Grant Wood, US artist remembered for his realistic paintings portraying the architecture, landscape and people of 1930's Midwestern United States, was born on this date in 1891. 10 facts about him.
Grant Wood was born on a farm near the small town of Anamosa, Iowa. His parents were Hattie and Francis Wood.
He became an apprentice in a metal shop, and was a woodworker and a metalworker as well as a painter. He spent some time working as a teacher and during that time, put his practical skills to use by making a “naughty bench” for students to sit on while awaiting punishment from the principal.
Near the end of World War I, Wood joined the army, working as an artist designing camouflage scenes. Throughout his life, he’d supplement his income by designing advertisements and fliers.

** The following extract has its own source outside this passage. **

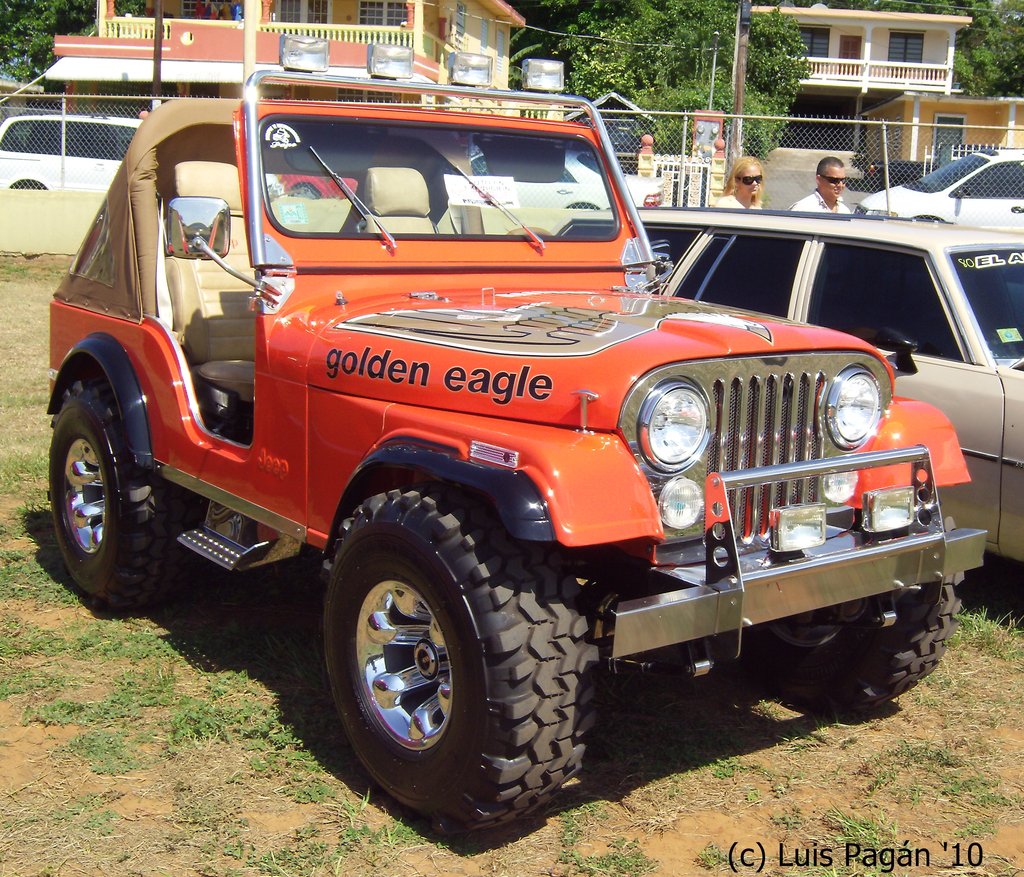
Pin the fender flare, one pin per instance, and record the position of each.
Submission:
(516, 499)
(104, 351)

He travelled to Europe several times to study different artists and styles of painting. Impressionism and post-Impressionism were among the styles he studied, but he was most influenced by the 15th-century Flemish artist Jan van Eyck.

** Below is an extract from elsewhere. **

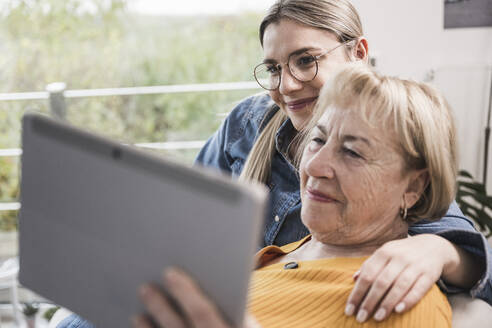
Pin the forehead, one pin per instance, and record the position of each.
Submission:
(286, 36)
(339, 121)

His own style was part of a movement called American Regionalism, popular during the great depression, which favoured realistic scenes of everyday life in rural and small-town America, primarily in the Midwest.
His most famous painting, American Gothic, had as its inspiration a real house that he noticed while visiting Eldon, Iowa, to attend an art exhibition. He decided he wanted to paint the house and its arched window, and the kind of people he thought might live there, so made a sketch of it on an envelope. It was called the Dibble House, and years later when it began to fall into disrepair, Grant’s sister began a movement to preserve it. It is now a tourist attraction and visitors are encouraged to have their photos taken outside, posing as the couple in the painting.

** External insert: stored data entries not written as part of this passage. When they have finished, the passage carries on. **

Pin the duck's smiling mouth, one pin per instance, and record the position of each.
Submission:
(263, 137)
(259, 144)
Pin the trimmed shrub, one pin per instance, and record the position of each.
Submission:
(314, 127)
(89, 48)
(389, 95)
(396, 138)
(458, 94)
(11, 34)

The models for the couple in the painting were Byron McKeeby, who was actually Wood’s dentist, and Wood’s sister, Nan. He had wanted to use his mother as the model, but thought she might not be up to posing for long periods. Hattie did contribute by lending her apron and cameo for her daughter’s costume. The assumption was often made that they were a married couple, but Nan insisted they were supposed to be a farmer with his unmarried daughter. Perhaps she was unhappy at being seen as much older than she was, or objected to being “married off” to an older man. Wood himself was ambiguous on the matter.
He was going to paint a sequel featuring a Mission style bungalow and the people he thought might live in a house of that style. Which, he once said in an interview, would have been in a landscape format rather than a portrait one like American Gothic.
Wood was married to Sara Sherman Maxon for three years, although it’s commonly believed he was gay. Colleagues at the university he worked at tried to get him fired for being gay but the university administration dismissed the allegations.
Wood was a Freemason for a while. After receiving his third Degree of Master Mason in 1921 he painted a picture called The First Three Degrees of Freemasonry, but in 1924 he was suspended for not paying his membership fee and left the organisation completely.